What do you folks think?\

**I think that the average faithful layman has more sense than you give him credit for here, especially one that regularly reads the archdiocesan paper.

Specifically, I think he has enough sense to understand the context in which "bread" and "cup/wine" are used, and know how these words are to be taken when.

And I think that the priest in this case is speaking to reasonably intelligent people.

As far as cultural/casual Catholics, it's not the writer's fault they don't know any better.

That's what I think.**

[quote="SMHW, post:5, topic:186637"]

This is my take on the matter...

I think one of the failings of Catholic religious education since Vatican II has been that educators (clergy, religious, and other lay people) lost sight of the fact that the truths of the Faith are not transmitted by osmosis any more so than is knowledge that they are loved by God. And known truths that are not continuously emphasized are often forgotten or considered unimportant.

We now do a fairly good job of telling young Catholics that God really does love them. But such knowledge does not, unfortunately, inspire all people to seek God's ways and truths. Love alone does not inspire obedience and self sacrifice.

I've heard too many sermons and lectures by clergy who seemed to take it for granted that Catholics knew the fundamentals of the Faith and therefore spent their time focusing on more esoteric matters.
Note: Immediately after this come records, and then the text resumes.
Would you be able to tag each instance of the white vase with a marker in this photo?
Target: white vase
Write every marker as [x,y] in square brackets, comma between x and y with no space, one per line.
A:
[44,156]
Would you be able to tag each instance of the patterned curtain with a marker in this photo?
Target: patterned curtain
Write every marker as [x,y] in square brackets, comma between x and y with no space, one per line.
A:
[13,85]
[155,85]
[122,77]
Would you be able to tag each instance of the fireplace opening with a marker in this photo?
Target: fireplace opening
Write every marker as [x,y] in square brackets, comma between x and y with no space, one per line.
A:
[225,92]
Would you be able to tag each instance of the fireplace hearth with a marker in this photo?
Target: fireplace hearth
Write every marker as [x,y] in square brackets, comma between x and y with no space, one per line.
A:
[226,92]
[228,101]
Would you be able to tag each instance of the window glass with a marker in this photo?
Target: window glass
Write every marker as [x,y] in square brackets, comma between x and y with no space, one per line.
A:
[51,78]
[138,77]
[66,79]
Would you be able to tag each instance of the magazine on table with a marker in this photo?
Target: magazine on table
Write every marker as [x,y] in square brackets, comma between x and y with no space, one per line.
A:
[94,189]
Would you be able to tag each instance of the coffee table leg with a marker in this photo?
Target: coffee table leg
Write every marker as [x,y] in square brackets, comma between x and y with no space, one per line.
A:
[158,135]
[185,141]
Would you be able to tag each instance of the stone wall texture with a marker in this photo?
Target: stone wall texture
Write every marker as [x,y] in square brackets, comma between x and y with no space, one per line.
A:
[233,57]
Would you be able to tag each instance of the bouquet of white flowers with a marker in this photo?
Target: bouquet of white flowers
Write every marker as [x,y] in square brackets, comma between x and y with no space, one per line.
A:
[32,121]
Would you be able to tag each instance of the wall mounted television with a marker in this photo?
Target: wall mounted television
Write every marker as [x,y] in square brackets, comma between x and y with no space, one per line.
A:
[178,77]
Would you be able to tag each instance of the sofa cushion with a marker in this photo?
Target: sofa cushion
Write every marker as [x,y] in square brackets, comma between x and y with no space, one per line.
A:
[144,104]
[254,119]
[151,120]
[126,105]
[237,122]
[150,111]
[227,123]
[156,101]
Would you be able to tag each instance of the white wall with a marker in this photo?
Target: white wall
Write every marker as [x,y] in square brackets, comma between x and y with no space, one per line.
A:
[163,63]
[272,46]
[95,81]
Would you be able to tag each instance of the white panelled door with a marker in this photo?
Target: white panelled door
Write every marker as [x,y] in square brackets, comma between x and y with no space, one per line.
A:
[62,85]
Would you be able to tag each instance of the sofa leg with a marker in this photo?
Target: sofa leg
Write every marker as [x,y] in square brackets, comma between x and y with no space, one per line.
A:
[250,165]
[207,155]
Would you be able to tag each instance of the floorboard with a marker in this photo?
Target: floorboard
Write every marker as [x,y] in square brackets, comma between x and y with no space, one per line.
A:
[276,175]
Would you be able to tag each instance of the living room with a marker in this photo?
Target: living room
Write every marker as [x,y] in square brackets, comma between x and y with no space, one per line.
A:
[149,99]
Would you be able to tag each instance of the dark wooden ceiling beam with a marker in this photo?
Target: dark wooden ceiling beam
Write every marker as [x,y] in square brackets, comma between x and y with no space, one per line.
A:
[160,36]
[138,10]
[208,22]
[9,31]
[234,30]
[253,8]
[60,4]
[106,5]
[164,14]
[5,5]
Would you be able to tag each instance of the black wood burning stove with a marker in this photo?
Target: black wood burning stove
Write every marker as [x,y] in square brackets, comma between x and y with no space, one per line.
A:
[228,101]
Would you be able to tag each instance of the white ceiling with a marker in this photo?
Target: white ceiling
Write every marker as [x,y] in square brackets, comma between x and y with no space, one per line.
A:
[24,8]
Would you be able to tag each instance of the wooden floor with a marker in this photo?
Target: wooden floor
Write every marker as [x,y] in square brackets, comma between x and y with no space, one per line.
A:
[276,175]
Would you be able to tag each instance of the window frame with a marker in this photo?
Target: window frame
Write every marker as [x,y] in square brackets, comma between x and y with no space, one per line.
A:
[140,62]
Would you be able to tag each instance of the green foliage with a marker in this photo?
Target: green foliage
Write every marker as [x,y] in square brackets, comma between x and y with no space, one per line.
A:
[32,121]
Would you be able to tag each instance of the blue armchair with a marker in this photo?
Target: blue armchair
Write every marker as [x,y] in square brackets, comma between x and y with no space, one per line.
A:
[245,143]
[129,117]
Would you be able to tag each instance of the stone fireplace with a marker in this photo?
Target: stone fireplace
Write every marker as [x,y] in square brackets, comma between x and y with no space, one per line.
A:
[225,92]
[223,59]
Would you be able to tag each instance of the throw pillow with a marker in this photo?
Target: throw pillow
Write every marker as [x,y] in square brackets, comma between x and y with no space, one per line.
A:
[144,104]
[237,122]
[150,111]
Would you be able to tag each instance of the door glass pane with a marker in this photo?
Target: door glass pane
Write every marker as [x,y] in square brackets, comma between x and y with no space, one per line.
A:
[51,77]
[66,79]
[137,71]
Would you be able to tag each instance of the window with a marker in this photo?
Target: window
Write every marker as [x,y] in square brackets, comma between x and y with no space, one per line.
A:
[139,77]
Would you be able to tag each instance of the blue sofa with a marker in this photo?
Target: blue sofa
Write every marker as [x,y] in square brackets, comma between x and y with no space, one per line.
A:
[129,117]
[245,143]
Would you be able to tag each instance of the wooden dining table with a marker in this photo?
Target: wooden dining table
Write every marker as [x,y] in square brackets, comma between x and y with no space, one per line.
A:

Unfortunately too many Catholics listening to those lectures did/do NOT know the fundamentals and instead have bits of tangential knowledge which give a distorted picture of Catholicism since they lack the context of the basics.

[/quote]

Your point is well taken, but how do you catechize people who are just barely evangelized and only sacramentalized--let alone expect them to grow in holiness (as we call it in the East, theosis)?

The alternative would be to have the priest preach three sermons aimed at different levels of knowledge of the faith.

Hardly practical.

Or do we now think that every sermon in the world for the rest of time needs to start over with questions 1, 2, and 3 from the Baltimore Catechism lest someone misunderstand something?

If there are people in your parish who are very confused about the alternative use of the words bread, wine, host, cup then for the sake of the Church I believe we can rise to the occasion and not wait for the priest to educate others. Those in the know can help in the formation of other people in the Catholic faith. Let's just make sure we teach the right doctrines.

[quote="Ferds_Guiang, post:9, topic:186637"]
If there are people in your parish who are very confused about the alternative use of the words bread, wine, host, cup then for the sake of the Church I believe we can rise to the occasion and not wait for the priest to educate others. Those in the know can help in the formation of other people in the Catholic faith. Let's just make sure we teach the right doctrines.

[/quote]

The key here is when you are teaching in print you have to be very careful in your wording because people that may have questions can't just raise their hands and ask them. "The Breaking of the Bread" is a correct term used in the early centuries of the Church . BUT it takes careful explaination when using it.